President Joe Biden on Friday urged Congress to pass a bipartisan bill to address the immigration crisis at the nation’s southern border, saying he would shut down the border the day the bill became law.
“What’s been negotiated would — if passed into law — be the toughest and fairest set of reforms to secure the border we’ve ever had in our country,” Biden said in a statement. “It would give me, as President, a new emergency authority to shut down the border when it becomes overwhelmed. And if given that authority, I would use it the day I sign the bill into law.”
Biden’s Friday evening statement resembles a ramping up in rhetoric for the administration, placing the president philosophically in the camp arguing that the border may hit a point where closure is needed. The White House’s decision to have Biden weigh in also speaks to the delicate nature of the dealmaking, and the urgency facing his administration to take action on the border — particularly during an election year, when Republicans have used the issue to rally their base.
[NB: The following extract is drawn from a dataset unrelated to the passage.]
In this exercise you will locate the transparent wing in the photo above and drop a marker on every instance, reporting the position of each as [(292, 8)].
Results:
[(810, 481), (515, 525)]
The president is also daring Republicans to reject the deal as it faces a make-or-break moment amid GOP fissures.
… spoken like someone who has never actually spent time around the border for any real period of time.
Just because the GOP is wrong in how they want to approach the issue, doesn’t mean the problems aren’t real.
I lived in New Mexico for most of my childhood, but thanks for the condescending comment.
What? 40 years ago? Because I find it pretty absurd that anyone who’s spent anytime there since even the Obama administration, would not understand, or have witnessed, the fact that there has been a consistent humanitarian crisis at the border for quite some time.
It ebbs and flows, sure, but it’s definitely been flowing pretty heavy for many years straight now.
Sure, it’s only a huge issue every couple of years around election time too. So convenient.
Right, like I said, you don’t live anywhere near the southwest. Because when the issue doesn’t get press coverage, it’s not happening in your version of reality.
It’s been year-round issue for quite some time, but it only gets national coverage around elections for obvious reasons.
If your reality does not conform to the desired lemmy narrative, it is rejected with down votes. Your politics won’t matter, it’s not the truth that’s desired.
Sounds weird, but on this topic and a few others, that’s how it works. It’s uncanny.
Sorry people are rejecting the message.
Not sure about any “Lemmy narrative”, more like certain boards have a dominant demographic or beliefs. Clearly, the group here hasn’t lived anywhere near the southern border, or at least not in the past decade.
I’m not even talking politics, I just mean the objective fact that there is, and has been, a humanitarian crisis there, and it will still be there after the election. But, it’ll go back to being out of sight, out of mind, for them, therefore it will cease to exist.
Politics has to play a part in how it’s addressed, but it shouldn’t be used to decide if it’s real, or not. I realize you know that, this is more for the benefit of anyone else who stumbles this far down the thread.